Kilkennny food crop company announce €1m investment, 10 new jobs
A KILKENNY company that is making waves internationally for innovation in niche food crop production today announced a major €1 million investment in a new Research & Development centre.
The investment by Beotanics, which includes a plant science laboratory, plant quarantine and R&D greenhouse at its headquarters in Stoneyford, was announced at an event at Mount Juliet today, which was attended by EU Commissioner Phil Hogan (pictured).
Beotanics is an AgTech spinout from an innovative alternative farm enterprise set up in 1990. Since then it has become a European leader in the development of niche food crops such as sweet potato, yacon and wasabi. Beotanics has developed extensive growing facilities and covers a wide range of plant science and production capabilities.
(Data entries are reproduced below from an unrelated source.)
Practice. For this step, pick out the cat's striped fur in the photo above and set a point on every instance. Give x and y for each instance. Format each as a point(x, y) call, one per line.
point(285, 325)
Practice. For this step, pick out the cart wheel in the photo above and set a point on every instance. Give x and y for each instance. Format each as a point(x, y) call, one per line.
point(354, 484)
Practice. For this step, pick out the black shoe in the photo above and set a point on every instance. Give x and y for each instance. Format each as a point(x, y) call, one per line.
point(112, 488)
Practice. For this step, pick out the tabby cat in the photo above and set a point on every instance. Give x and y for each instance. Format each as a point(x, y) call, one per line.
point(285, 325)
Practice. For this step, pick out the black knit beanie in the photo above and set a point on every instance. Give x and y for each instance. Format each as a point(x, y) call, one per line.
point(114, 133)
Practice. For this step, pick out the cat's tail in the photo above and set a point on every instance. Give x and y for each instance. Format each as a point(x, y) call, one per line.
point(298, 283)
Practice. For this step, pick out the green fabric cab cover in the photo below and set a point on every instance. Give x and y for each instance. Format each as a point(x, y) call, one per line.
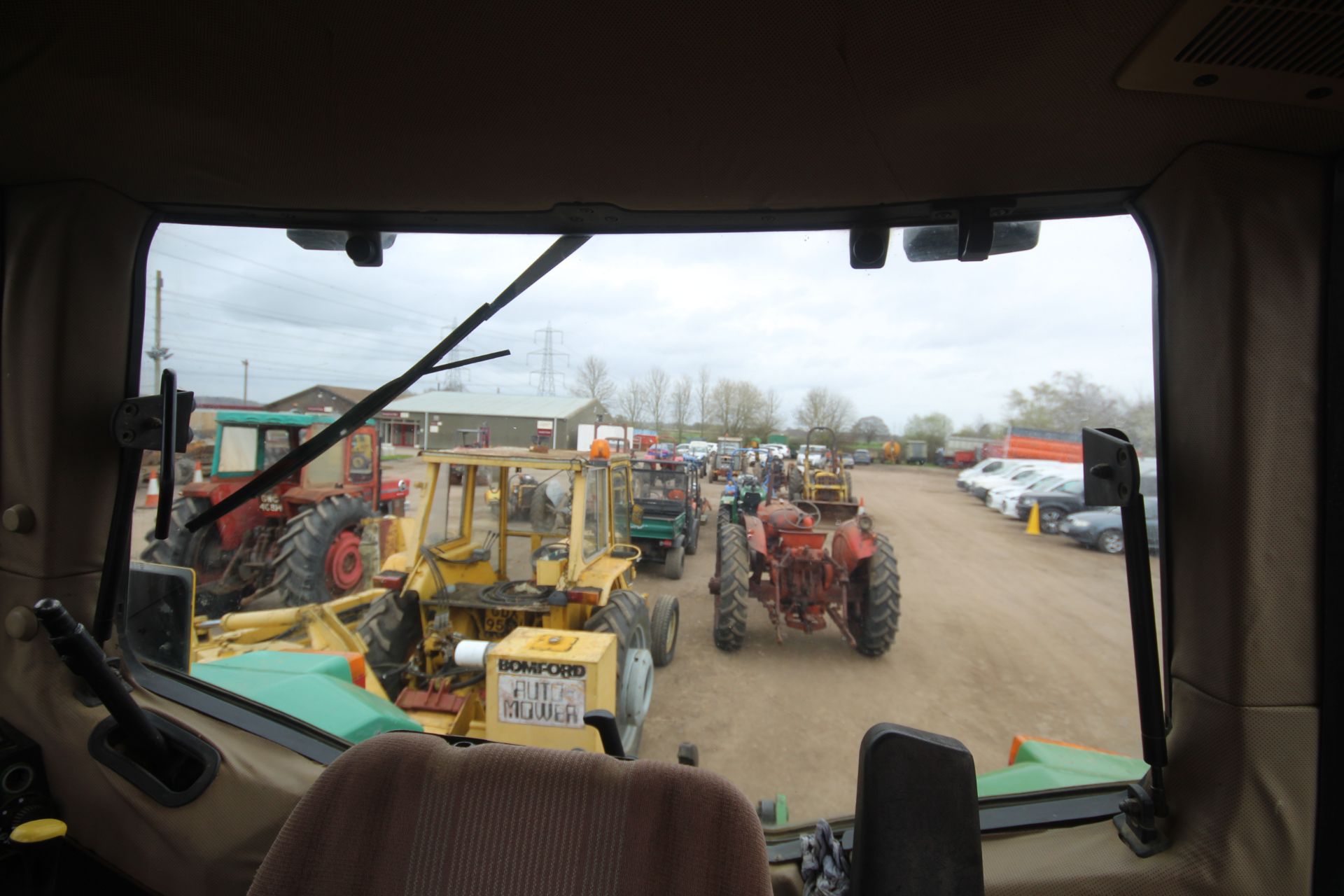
point(312, 687)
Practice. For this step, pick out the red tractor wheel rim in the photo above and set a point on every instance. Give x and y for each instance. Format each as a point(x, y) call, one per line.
point(344, 566)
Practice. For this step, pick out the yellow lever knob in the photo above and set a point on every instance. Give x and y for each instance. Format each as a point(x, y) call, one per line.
point(38, 830)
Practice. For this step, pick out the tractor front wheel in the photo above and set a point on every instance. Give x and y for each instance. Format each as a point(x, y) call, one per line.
point(730, 605)
point(874, 621)
point(626, 617)
point(319, 552)
point(667, 620)
point(391, 629)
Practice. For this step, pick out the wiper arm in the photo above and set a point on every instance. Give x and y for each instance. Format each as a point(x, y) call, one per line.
point(384, 396)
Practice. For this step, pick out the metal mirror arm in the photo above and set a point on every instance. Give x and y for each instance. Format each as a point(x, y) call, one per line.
point(1110, 479)
point(384, 396)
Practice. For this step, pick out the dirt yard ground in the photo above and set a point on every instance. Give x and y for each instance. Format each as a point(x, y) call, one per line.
point(1000, 634)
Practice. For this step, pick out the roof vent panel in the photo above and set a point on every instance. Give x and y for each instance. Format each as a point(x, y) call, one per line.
point(1287, 51)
Founder Pat FitzGerald is renowned internationally for this innovation in the Horticulture sector. The €1 million investment will allow Pat and his team scale up their ground-breaking work on a further series of crops by applying traditional breeding practices and by leveraging international breeder collaborations which has been a key part of their success to date.
European Commissioner for Agriculture and Rural Development, the former Kilkenny TD Phil Hogan, visited Beotanics today to meet with the owners, Pat and Nóirín FitzGerald, and their 43-strong Irish team and announce the expansion plans. The expansion and growth to date is supported by Enterprise Ireland, Kilkenny LEADER Partnership and Kilkenny Local Enterprise Office (LEO).
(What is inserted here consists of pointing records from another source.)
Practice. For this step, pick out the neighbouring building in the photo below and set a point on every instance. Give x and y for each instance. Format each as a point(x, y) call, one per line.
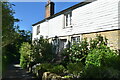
point(85, 19)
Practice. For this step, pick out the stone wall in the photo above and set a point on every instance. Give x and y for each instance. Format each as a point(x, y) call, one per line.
point(112, 36)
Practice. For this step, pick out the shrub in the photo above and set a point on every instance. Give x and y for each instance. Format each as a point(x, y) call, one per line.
point(76, 53)
point(75, 68)
point(58, 69)
point(25, 54)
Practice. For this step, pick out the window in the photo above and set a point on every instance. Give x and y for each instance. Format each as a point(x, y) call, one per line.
point(68, 19)
point(38, 29)
point(75, 39)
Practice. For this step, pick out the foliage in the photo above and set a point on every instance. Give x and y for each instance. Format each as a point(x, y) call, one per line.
point(96, 57)
point(100, 56)
point(76, 53)
point(11, 38)
point(75, 68)
point(58, 69)
point(99, 61)
point(26, 53)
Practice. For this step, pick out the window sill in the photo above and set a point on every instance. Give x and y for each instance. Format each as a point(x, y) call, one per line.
point(70, 26)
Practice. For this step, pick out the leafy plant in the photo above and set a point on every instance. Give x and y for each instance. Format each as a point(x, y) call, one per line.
point(75, 68)
point(59, 69)
point(26, 53)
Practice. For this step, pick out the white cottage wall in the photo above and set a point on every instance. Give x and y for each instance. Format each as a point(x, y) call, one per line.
point(97, 16)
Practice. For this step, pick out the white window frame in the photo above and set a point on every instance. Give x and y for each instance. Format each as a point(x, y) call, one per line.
point(68, 19)
point(38, 30)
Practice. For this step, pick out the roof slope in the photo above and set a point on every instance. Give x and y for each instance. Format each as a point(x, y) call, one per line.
point(61, 12)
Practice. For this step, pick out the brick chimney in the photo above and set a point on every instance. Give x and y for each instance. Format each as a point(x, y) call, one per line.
point(49, 9)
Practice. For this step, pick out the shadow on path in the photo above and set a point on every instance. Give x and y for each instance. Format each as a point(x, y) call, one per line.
point(15, 72)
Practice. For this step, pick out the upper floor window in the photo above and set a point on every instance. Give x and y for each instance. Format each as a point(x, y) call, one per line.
point(68, 19)
point(38, 29)
point(75, 39)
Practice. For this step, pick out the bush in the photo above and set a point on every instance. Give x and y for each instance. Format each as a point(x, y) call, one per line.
point(25, 54)
point(76, 53)
point(75, 68)
point(101, 62)
point(58, 69)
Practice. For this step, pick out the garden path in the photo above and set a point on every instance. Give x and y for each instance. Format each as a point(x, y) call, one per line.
point(15, 72)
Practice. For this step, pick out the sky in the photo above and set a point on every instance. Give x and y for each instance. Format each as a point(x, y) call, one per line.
point(32, 12)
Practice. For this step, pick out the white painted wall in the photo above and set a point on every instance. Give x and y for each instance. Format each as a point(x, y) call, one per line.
point(99, 15)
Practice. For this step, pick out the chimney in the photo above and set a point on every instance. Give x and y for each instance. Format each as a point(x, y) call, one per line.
point(49, 9)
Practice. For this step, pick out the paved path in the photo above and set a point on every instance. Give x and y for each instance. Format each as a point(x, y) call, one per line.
point(15, 72)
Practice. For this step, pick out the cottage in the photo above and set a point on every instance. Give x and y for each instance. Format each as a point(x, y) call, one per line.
point(85, 19)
Beotanics is also working closely with technical, phytosanitary regulation and marketing support from Teagasc, Shannon ABC at LIT, the Irish Department of Agriculture and An Bord Bia.
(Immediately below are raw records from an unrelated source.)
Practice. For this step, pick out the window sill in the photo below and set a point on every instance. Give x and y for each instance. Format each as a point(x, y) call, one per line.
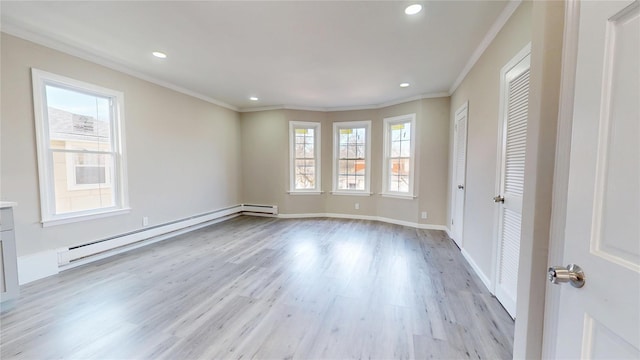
point(351, 193)
point(83, 217)
point(305, 192)
point(398, 196)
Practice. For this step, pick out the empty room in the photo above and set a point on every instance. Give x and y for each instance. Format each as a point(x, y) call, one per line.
point(320, 179)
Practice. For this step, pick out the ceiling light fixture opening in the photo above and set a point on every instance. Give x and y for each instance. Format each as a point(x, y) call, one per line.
point(413, 9)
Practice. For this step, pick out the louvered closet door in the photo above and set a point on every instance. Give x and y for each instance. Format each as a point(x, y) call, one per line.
point(460, 148)
point(514, 129)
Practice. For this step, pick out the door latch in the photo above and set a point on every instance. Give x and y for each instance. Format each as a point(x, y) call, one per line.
point(572, 274)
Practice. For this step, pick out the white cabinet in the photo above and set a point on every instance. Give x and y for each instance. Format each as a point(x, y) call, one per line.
point(8, 260)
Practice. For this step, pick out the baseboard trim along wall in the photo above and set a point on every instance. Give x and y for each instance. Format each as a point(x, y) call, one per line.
point(483, 277)
point(36, 266)
point(365, 217)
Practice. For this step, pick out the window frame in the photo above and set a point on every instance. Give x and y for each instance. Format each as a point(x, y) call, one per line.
point(337, 126)
point(386, 156)
point(317, 127)
point(49, 217)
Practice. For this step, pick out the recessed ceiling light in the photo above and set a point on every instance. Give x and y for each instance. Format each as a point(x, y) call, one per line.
point(413, 9)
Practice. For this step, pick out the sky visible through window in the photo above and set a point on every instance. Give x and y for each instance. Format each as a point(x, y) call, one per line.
point(79, 103)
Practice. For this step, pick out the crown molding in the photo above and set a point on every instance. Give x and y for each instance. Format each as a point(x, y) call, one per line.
point(506, 13)
point(104, 60)
point(346, 108)
point(62, 46)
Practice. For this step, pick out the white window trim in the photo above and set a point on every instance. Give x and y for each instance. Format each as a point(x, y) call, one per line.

Commenting on the €1 million expansion investment, Commissioner Hogan said: “Beotanics is now a key Irish player on the international stage in discovering new ways to feed the planet, improve human health, balance resources, enhance biodiversity and reduce the environmental impact of crop production. It is a true example of a firm which is acting local and thinking global and by doing so providing locally innovative, viable and sustainable Rural Development alternatives. It is growing the Irish rural economy on the strength of Irish environmental factors.”
The Beotanics team already includes PhD, Masters and Plant Science experts, research scientists and agronomists spread across Kilkenny and Wexford. Beotanics also has a 50 per cent joint venture sweet potato farm operation, NativaLand, which is based in Portugal. It employs agronomists and support staff across a 25 hectare, intensive sweet potato plant production operation.
The Kilkenny expansion is expected to lead to over 10 further jobs within the firm at its Stoneyford headquarters, with downstream part time contracted staff and other spin off rural employment created in the coming few years.
Mr FitzGerald said: “We want to be the go-to experts for our chosen crops and targeted evolving food ingredients and new variety development with added nutrition and bio actives. The future of food is readjusting to become more plant-based. We’ve specialised in plant production development for over 25 years and this is a necessary natural progression for the business.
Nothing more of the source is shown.